Web : Cloud, Google relance la bataille contre Microsoft
Publié le 28 Septembre 2024
Google relance la bataille contre Microsoft. En effet, Google Cloud a déposé une plainte contre Microsoft auprès de la Commission européenne. Il accuse son concurrent de profiter de la position dominante de son logiciel Windows Server, un système d'exploitation utilisé par les entreprises pour l'interface de leurs serveurs, afin d'alimenter sa croissance dans le cloud. C'est la première fois de son histoire que le géant américain fait appel au régulateur européen.
/image%2F1495419%2F20240925%2Fob_9c0a0a_gcp.png)
Ce dépôt de plainte intervient alors que Google Cloud, numéro trois du marché mondial du cloud - avec 11% de part de marché, selon Synergy Research Group - voit le numéro deux Microsoft Azure s'envoler - avec 25% de parts de marché - à la faveur de la plus grosse croissance du secteur. Ce dernier parvient même à grignoter son retard sur le leader Amazon Web Services et ses 31% de parts de marché.
D'après Google, qui publie ce mercredi une version courte de son argumentaire, cette transformation du marché serait entièrement liée à la concurrence déloyale qu'il dénonce, Microsoft forçant par divers moyens les clients de Windows Server à passer dans l'environnement Azure lors de leur passage dans le cloud.
Google désigne Microsoft Server comme « un monopole logiciel », avançant dans une conférence de presse qu'il contrôlerait 70% du marché. Mais ce chiffre reste à discuter, différentes études l'estimant plutôt autour des 40%, le reste allant à différentes versions du logiciel libre Linux. Quoiqu'il en soit, Microsoft Server est un poids lourd dans une verticale ou ses concurrents du cloud sont absents. Pour appuyer sa cause, Google mentionne que le régulateur britannique (la CMA) a déjà décrété que Microsoft a un « degré significatif de pouvoir sur le marché grâce à Windows Server ».
Afin d'insister sur l'enjeu, l'entreprise cite également une étude de McKinsey, selon laquelle 68% des entreprises européennes auraient moins de la moitié de leur charge de calcul dans le cloud. Cela signifie que la moitié de la charge de travail se fait encore on-premise, c'est-à-dire sur des serveurs en local, que les entreprises pourraient faire basculer dans le cloud dans un futur proche. C'est sur cette bascule que Microsoft userait de son avantage concurrentiel.

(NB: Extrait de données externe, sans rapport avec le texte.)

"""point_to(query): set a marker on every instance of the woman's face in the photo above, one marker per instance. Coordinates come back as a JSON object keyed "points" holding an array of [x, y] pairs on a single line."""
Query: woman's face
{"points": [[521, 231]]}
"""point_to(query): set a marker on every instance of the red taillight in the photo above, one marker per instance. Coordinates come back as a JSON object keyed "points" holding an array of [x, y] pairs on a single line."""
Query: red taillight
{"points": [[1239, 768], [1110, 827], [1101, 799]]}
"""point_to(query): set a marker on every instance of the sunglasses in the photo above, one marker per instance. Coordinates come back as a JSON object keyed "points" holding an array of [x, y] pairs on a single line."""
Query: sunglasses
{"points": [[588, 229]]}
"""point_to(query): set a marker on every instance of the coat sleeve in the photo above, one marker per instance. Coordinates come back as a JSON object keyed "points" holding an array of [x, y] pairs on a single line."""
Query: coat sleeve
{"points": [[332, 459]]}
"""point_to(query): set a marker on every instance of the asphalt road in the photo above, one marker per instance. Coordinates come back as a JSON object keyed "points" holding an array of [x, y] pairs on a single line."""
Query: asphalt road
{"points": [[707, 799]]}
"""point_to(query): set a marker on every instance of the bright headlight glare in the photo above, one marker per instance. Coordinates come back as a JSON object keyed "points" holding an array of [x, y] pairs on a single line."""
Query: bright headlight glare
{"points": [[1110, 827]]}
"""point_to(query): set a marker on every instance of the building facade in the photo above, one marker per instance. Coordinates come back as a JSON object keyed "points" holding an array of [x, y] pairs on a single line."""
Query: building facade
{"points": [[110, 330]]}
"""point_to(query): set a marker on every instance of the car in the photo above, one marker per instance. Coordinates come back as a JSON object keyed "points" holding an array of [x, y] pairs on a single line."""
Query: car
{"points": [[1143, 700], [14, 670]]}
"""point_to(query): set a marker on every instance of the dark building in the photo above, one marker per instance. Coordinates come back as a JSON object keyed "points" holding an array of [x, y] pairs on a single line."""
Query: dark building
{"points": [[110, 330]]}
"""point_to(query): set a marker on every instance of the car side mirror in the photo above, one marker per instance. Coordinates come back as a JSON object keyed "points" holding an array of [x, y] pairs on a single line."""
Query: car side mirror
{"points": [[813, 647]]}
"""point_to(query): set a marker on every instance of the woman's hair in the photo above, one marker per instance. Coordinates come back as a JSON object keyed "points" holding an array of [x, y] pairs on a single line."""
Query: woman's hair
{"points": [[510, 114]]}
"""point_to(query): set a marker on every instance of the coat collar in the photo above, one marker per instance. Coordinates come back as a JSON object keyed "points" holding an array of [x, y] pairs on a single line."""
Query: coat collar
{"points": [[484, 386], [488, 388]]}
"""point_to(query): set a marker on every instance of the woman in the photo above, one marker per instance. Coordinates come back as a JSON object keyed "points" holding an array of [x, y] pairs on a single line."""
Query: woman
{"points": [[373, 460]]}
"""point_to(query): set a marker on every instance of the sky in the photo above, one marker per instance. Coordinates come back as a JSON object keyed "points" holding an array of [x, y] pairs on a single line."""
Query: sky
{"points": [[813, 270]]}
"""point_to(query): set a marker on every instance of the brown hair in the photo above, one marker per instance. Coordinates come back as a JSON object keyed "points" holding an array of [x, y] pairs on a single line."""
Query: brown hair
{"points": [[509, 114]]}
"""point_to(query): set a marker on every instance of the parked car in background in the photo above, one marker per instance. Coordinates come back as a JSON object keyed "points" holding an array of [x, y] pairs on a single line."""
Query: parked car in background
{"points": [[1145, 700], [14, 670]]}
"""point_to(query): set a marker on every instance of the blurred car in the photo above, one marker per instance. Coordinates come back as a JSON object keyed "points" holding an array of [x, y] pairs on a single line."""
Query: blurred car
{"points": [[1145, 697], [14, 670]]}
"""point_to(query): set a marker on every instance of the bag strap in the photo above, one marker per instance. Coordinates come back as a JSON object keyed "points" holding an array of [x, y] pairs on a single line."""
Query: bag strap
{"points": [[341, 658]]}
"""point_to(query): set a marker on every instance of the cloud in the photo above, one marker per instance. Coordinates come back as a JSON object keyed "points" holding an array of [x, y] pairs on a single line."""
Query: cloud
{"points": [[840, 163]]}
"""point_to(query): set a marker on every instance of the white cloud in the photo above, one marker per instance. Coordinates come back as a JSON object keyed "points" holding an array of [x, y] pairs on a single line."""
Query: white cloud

Concrètement, si un client utilise déjà Windows Server sur ses machines on-premise, il est incité financièrement et par facilité opérationnelle à transférer sa charge sur un cloud Microsoft Azure plutôt que sur celui d'un des principaux concurrents.
À la clé se trouve un joli pactole puisque le marché européen du cloud a grossi de 20% entre 2023 et 2024 d'après Google (ou 17,3% selon Statista). Soit plus de quinze milliards de dollars en valeur absolue. Et cette tendance devrait perdurer. Comme le cloud tire la croissance et la marge opérationnelle des géants de la tech, cette situation devient un enjeu à l'échelle globale du groupe. « Agissez maintenant, avant qu'il ne soit trop tard », met en garde le numéro trois du marché.